The last quarter of the 20th century also saw the growing popularity of ‘truth serum’, a pulped reference to drugs used for extracting criminal confessions and disclosures. The use of barbiturates like sodium thiopental in investigation procedures like narcoanalysis has always produced arguable, at best inconsistent results. A 2012 report in The Guardian even cites the chairman of India’s ‘first independent forensic service’, Truth Lab, as saying that narcoanalysis was widely used in certain Indian states despite being “unscientific, undemocratic, illegal and inhumane.”

The point to note is that the production of sodium thiopental (Pentothal) has since plummeted in the US. Whether through pressure by anti-death-penalty activists or by the corporate management of pharmaceutical companies, who feel that company shares are likely to slump if shareholders realise that its drugs are used in lethal injections, certain producers themselves have taken steps to axe the production of drugs like sodium thiopental. According to TY Alper, a clinical professor of law at the University of California, Berkeley, “As early as 2001, pharmaceutical companies such as Abbott Laboratories and Baxter International publicly condemned the use of their products in capital punishment.” Unable to develop distribution controls to prevent prisons from using the drugs, their production of sodium thiopental has since stopped.

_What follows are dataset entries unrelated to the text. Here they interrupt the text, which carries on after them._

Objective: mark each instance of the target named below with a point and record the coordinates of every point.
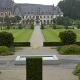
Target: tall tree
(70, 8)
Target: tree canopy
(70, 8)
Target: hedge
(34, 69)
(22, 44)
(51, 44)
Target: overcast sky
(46, 2)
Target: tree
(68, 37)
(77, 23)
(42, 26)
(18, 18)
(77, 71)
(6, 39)
(70, 8)
(67, 22)
(7, 21)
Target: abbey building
(37, 12)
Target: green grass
(20, 35)
(52, 35)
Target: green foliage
(77, 23)
(5, 51)
(7, 21)
(65, 21)
(6, 39)
(77, 71)
(69, 49)
(54, 26)
(34, 69)
(32, 26)
(68, 37)
(70, 8)
(42, 26)
(18, 18)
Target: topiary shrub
(32, 26)
(5, 51)
(34, 69)
(6, 39)
(77, 71)
(68, 37)
(69, 49)
(42, 26)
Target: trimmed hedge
(22, 44)
(51, 44)
(69, 50)
(68, 37)
(47, 44)
(34, 69)
(4, 51)
(77, 71)
(6, 39)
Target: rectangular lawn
(52, 35)
(20, 35)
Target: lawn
(51, 35)
(20, 35)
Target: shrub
(6, 39)
(69, 49)
(5, 51)
(77, 71)
(34, 69)
(68, 37)
(42, 26)
(32, 26)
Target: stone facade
(39, 13)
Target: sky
(46, 2)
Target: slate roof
(6, 4)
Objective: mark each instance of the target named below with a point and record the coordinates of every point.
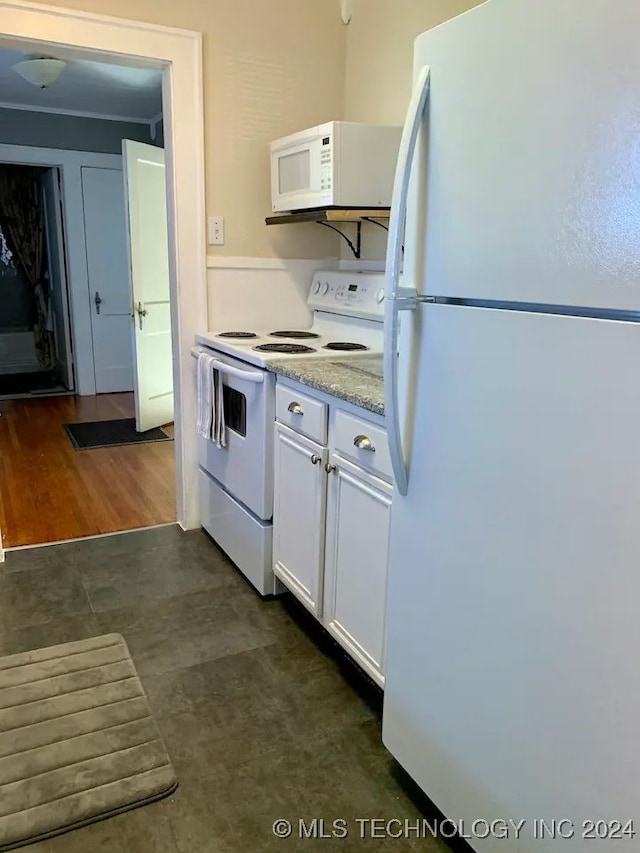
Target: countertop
(356, 380)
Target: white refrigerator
(513, 410)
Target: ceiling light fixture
(40, 71)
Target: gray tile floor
(262, 718)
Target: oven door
(244, 468)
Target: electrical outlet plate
(216, 231)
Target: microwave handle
(256, 376)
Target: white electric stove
(236, 481)
(348, 311)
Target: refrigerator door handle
(400, 298)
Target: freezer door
(528, 174)
(513, 672)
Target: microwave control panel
(326, 164)
(357, 294)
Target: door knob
(142, 312)
(363, 442)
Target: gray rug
(77, 740)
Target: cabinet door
(299, 516)
(356, 562)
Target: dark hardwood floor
(50, 492)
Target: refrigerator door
(513, 673)
(533, 150)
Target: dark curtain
(22, 221)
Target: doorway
(33, 345)
(178, 53)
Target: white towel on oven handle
(205, 395)
(211, 420)
(219, 424)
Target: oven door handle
(255, 376)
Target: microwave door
(299, 176)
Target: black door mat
(94, 434)
(37, 382)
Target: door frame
(71, 164)
(178, 53)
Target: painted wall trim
(179, 54)
(30, 108)
(93, 18)
(153, 126)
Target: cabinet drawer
(302, 413)
(373, 452)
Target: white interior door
(57, 277)
(108, 273)
(144, 176)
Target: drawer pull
(363, 442)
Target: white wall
(271, 67)
(379, 67)
(253, 293)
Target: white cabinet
(331, 519)
(299, 515)
(356, 561)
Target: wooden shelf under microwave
(331, 216)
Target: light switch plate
(216, 231)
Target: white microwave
(337, 164)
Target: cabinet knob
(363, 442)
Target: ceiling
(86, 88)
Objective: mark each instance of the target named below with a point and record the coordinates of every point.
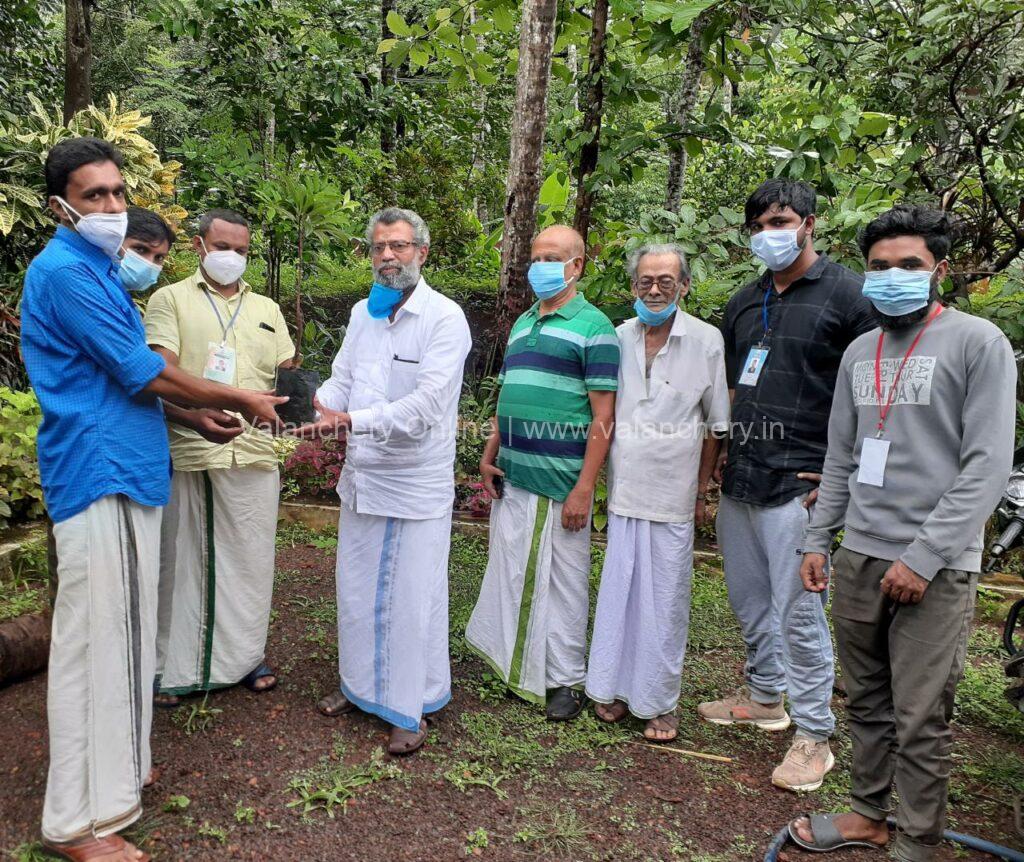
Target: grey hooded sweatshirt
(951, 440)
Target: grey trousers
(788, 646)
(901, 664)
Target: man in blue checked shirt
(104, 465)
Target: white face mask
(104, 230)
(224, 267)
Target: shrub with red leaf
(314, 467)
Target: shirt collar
(201, 282)
(91, 256)
(816, 271)
(568, 310)
(417, 299)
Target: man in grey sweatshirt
(920, 445)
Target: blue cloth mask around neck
(383, 300)
(547, 277)
(895, 292)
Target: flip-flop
(669, 719)
(90, 849)
(335, 704)
(253, 677)
(407, 741)
(826, 836)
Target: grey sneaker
(805, 766)
(739, 708)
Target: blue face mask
(777, 249)
(382, 301)
(653, 318)
(895, 292)
(547, 277)
(136, 272)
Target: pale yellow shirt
(180, 318)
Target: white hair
(633, 261)
(391, 215)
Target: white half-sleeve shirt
(400, 381)
(660, 421)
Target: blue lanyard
(220, 319)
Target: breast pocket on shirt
(401, 380)
(670, 405)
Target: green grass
(332, 784)
(23, 596)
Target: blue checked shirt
(85, 350)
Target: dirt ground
(262, 777)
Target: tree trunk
(529, 121)
(387, 78)
(25, 646)
(686, 98)
(78, 57)
(300, 324)
(592, 119)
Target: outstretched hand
(331, 424)
(216, 426)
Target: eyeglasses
(397, 246)
(666, 283)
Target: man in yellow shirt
(217, 536)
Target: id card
(753, 364)
(873, 454)
(219, 363)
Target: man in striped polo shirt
(549, 439)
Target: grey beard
(406, 278)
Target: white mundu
(399, 382)
(104, 620)
(643, 604)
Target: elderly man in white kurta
(673, 404)
(394, 390)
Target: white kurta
(642, 617)
(529, 623)
(99, 696)
(399, 381)
(643, 602)
(216, 576)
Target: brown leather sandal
(407, 741)
(335, 704)
(87, 849)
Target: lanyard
(884, 411)
(220, 319)
(764, 313)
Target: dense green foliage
(20, 493)
(308, 115)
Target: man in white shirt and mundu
(673, 406)
(394, 391)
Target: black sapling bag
(299, 385)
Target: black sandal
(251, 679)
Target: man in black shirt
(784, 335)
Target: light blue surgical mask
(654, 318)
(547, 277)
(895, 292)
(777, 249)
(382, 300)
(136, 272)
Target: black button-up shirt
(780, 425)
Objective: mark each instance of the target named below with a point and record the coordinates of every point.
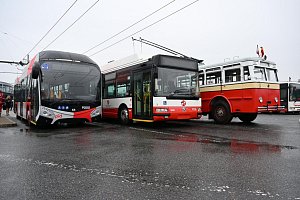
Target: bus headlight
(95, 112)
(47, 113)
(161, 109)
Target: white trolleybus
(150, 89)
(58, 87)
(290, 96)
(240, 88)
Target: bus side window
(213, 78)
(201, 78)
(246, 74)
(233, 75)
(110, 89)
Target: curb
(10, 123)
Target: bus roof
(125, 62)
(246, 61)
(161, 60)
(60, 55)
(54, 56)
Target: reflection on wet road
(175, 160)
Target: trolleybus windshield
(294, 92)
(63, 81)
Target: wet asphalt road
(176, 160)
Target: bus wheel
(221, 113)
(124, 116)
(247, 117)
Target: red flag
(262, 51)
(257, 50)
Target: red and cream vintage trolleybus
(240, 88)
(150, 89)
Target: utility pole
(17, 63)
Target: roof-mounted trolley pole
(165, 49)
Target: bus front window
(66, 81)
(174, 82)
(272, 75)
(259, 74)
(294, 92)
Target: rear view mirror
(36, 68)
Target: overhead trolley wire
(145, 27)
(72, 24)
(129, 27)
(53, 26)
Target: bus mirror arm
(36, 70)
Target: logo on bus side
(183, 102)
(58, 116)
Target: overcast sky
(212, 30)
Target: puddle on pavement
(234, 144)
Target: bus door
(142, 97)
(34, 99)
(284, 95)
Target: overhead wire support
(52, 27)
(146, 27)
(129, 26)
(13, 62)
(141, 40)
(71, 24)
(160, 47)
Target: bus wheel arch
(123, 114)
(247, 117)
(221, 110)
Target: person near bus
(8, 104)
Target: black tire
(221, 113)
(124, 116)
(247, 117)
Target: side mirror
(36, 68)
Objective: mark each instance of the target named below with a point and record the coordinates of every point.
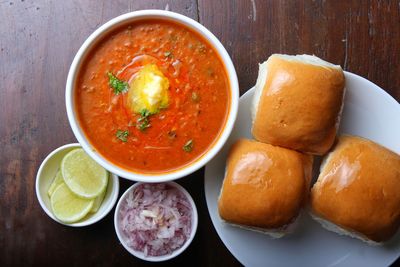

In 2011, the sole manufacturer of sodium thiopental in the USA, Hospira Inc., became the latest to join the ranks by halting it’s production of the drug. Ironically, while the drug shortage has delayed several executions, there is little to suggest that lethal injections themselves have been scrapped. Many states believe it is still ‘closer to humanity’, while other states have simply turned to drugs like Midazolam, which one report states ‘isn’t specified for use as an anesthetic’. That some US states eventually turned to Indian companies for sourcing Pentothal represents an ironic inversion of the ‘wonder’ drug’s earlier messaging. From conveying a sense of distant life to doctors in the US, the drug had now become the messenger of death.

Be that as it may, when confronted with the ‘Dear Doctor’ postcards, one is merely scraping at the surface of a vast, checkered, historical core. Smudged, scraped, torn, taped and somewhat withered, the postcards which offer glowering recommendations for Pentothal travelling across the length and breadth of the world are visual-records, postal-sources and historical texts all in the same. One may contemplate the ethics and aesthetics of the postcards given the politico-legal position of sodium thiopental today, or one may deracinate the two from each other. Either way, it raises several important questions about the past itself: how is history serviced in the present today and why a drug, which still has a legitimate medical use, was made the politico-legal cornerstone of the death-penalty debate in the 20th century.

Nikhil Pandhi is an MPhil student at the University of Oxford.